Idi Amin was already fairly notorious by 1971. As the commander in cheif of Uganda’s armed forces, he had recruited heavily amongst tribes not sympathetic to the Ugandan majority, and built himself a considerable power base. The Ugandan Prime Minister, Milton Obote – formerly an ally to Amin, but now worried about his subordinate’s increasingly obvious ambitions – reclaimed that post in October 1970, reducing Amin in rank to commander in cheif of the army.
In January 1971, Amin struck back. In a lightning military coup, he seized power on January 25. Publically, Amin announced that he was a soldier, not a politician. He promised that his military government would be only a caretaker regime until new elections could be held, and to release all political prisoners. On February 2, he proclaimed himself President of Uganda, a post which he held until he too was deposed, in 1979, after years of corruption, ethnic cleansing and economic mismanagement.
Thomas Patrick Melady was not, in the general run of things, a man given to hyperbole. He was one of the longest serving diplomats working for the United States, and a respected authority on African and European affairs after his retirement from active service. Among his greatest accomplishments was influencing the Vatican (during his term as Ambassador to the Holy See, from 1989 – 1993) to recognise the nation of Israel. He was a serious man, is what I’m saying.

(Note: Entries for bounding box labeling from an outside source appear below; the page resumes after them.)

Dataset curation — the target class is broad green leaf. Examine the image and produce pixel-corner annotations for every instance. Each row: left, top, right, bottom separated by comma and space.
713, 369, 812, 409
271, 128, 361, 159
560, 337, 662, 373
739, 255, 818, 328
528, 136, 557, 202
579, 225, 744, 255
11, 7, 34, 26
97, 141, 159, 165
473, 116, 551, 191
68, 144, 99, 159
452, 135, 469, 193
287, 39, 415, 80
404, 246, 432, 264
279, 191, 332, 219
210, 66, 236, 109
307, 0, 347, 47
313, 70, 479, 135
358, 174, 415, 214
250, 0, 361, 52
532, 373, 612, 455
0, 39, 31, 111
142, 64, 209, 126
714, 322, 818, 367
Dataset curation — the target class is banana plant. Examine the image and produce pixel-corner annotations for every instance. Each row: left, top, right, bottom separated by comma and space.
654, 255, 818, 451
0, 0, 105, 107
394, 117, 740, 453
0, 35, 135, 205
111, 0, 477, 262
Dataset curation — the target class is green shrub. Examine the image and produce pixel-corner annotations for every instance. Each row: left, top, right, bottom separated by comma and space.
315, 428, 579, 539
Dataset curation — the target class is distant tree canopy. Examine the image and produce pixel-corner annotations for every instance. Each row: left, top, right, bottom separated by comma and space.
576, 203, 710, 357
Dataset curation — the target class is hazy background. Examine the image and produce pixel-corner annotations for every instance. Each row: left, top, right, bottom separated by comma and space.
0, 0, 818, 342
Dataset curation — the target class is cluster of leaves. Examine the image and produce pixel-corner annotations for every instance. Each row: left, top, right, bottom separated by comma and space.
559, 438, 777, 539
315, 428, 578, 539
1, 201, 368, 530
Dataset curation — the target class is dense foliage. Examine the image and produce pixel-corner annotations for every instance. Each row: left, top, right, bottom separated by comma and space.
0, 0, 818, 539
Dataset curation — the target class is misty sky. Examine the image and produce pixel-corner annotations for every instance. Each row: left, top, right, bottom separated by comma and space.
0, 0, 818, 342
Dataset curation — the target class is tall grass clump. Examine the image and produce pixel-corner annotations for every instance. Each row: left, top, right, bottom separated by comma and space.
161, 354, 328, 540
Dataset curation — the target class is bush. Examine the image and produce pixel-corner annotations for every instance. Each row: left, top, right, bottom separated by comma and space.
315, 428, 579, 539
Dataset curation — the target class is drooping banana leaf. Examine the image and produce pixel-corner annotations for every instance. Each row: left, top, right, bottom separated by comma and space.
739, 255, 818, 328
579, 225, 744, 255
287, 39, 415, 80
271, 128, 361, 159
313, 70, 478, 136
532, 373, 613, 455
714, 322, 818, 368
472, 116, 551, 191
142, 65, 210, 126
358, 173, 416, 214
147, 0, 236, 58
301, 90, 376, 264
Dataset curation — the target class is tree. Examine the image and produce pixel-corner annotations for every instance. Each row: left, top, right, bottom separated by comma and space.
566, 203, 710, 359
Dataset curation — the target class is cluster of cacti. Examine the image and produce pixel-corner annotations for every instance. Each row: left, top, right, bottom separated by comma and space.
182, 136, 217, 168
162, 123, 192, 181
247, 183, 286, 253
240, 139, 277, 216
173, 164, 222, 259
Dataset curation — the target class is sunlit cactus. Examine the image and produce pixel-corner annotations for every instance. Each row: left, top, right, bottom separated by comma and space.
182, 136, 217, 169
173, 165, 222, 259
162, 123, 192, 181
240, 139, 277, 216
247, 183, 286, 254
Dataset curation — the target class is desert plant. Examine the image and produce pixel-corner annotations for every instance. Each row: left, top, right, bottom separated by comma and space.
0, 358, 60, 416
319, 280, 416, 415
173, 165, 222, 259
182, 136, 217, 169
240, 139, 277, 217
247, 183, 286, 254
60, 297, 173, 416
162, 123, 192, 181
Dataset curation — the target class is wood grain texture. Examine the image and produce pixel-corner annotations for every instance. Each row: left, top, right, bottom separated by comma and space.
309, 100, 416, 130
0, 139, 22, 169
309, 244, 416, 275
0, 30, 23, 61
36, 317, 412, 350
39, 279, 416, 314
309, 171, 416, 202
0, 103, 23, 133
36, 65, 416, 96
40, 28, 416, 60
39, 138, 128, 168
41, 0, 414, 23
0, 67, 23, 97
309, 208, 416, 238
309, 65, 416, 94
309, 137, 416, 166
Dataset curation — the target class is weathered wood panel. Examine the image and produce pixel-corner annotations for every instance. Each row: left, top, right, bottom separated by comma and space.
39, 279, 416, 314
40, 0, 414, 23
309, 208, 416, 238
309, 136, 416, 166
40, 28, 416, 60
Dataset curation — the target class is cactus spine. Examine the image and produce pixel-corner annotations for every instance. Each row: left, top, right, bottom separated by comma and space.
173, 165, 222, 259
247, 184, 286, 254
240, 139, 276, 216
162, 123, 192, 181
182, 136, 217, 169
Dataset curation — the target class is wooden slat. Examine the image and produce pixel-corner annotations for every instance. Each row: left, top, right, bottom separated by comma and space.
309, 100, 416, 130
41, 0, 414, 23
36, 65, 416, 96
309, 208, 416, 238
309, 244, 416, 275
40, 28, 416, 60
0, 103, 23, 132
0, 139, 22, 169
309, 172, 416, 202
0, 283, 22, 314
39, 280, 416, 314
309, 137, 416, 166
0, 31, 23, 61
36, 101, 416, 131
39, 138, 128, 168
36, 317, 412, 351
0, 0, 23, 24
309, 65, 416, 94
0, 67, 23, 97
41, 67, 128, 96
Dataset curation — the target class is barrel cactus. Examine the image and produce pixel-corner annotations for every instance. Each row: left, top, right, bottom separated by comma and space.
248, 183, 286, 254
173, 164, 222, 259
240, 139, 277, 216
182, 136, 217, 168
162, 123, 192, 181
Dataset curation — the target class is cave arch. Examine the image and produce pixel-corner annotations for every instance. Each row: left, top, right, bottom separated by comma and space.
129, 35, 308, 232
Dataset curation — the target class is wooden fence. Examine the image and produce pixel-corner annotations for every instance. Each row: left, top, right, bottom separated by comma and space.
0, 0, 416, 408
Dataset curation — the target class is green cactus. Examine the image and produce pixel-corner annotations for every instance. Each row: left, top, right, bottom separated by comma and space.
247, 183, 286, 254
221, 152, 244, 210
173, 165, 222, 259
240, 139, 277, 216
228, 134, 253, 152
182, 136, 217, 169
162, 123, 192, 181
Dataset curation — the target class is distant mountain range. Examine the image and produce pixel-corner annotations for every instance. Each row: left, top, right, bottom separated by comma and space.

His first ambassadorial role was as US Ambassador to Burundi from 1969 – 1972. He then had the misfortune to become the new Ambassador to Uganda in 1972, a post he left the followiung year. In this role, he watched the early days of Idi Amin’s rule with mounting horror, describing the man in a telegram he sent to Washington on January 2, 1973, as “racist, erratic and unpredictable, brutal, inept, bellicose, irrational, ridiculous, and militaristic”. The United States closed its embassy in Uganda 38 days later, and did not reopen it until 1979.
Air France Flight 139 was carrying 246 passengers and 12 crew on a routine flight from Athens to Paris when it was hijacked by members of the Popular Front for the Liberation of Palestine and the German Revolutionary Cells. They took the flight to Benghazi in Libya, where it refueled (and a single hostage was released) and then on to Entebbe Airport in Uganda the following day – where Idi Amin’s regime was only too happy to give them aid and support. The hostages were moved from the plane to the airport terminal, and in the following week, more than half the remaining hostages were released, leaving 106, most of them Israelis (and a majority of the crew, who would not abandon their responsibility to the hostages).
As diplomatic talks stalled, and Amin permitted additional terrorists to join the hijackers, the Israeli government decided to take decisive action. On July 4, Israeli forces raided the terminal, freeing the majority of the remaining hostages. Four hostages died (including one who had been released and was then in a Ugandan hospital), and one of the Israeli soldiers was also slain. Seven of the eight hijackers and 45 Ugandan soldiers were also killed. The crew members of the Air France flight, who had remained at their posts throughout it all, were decorated as heroes in France.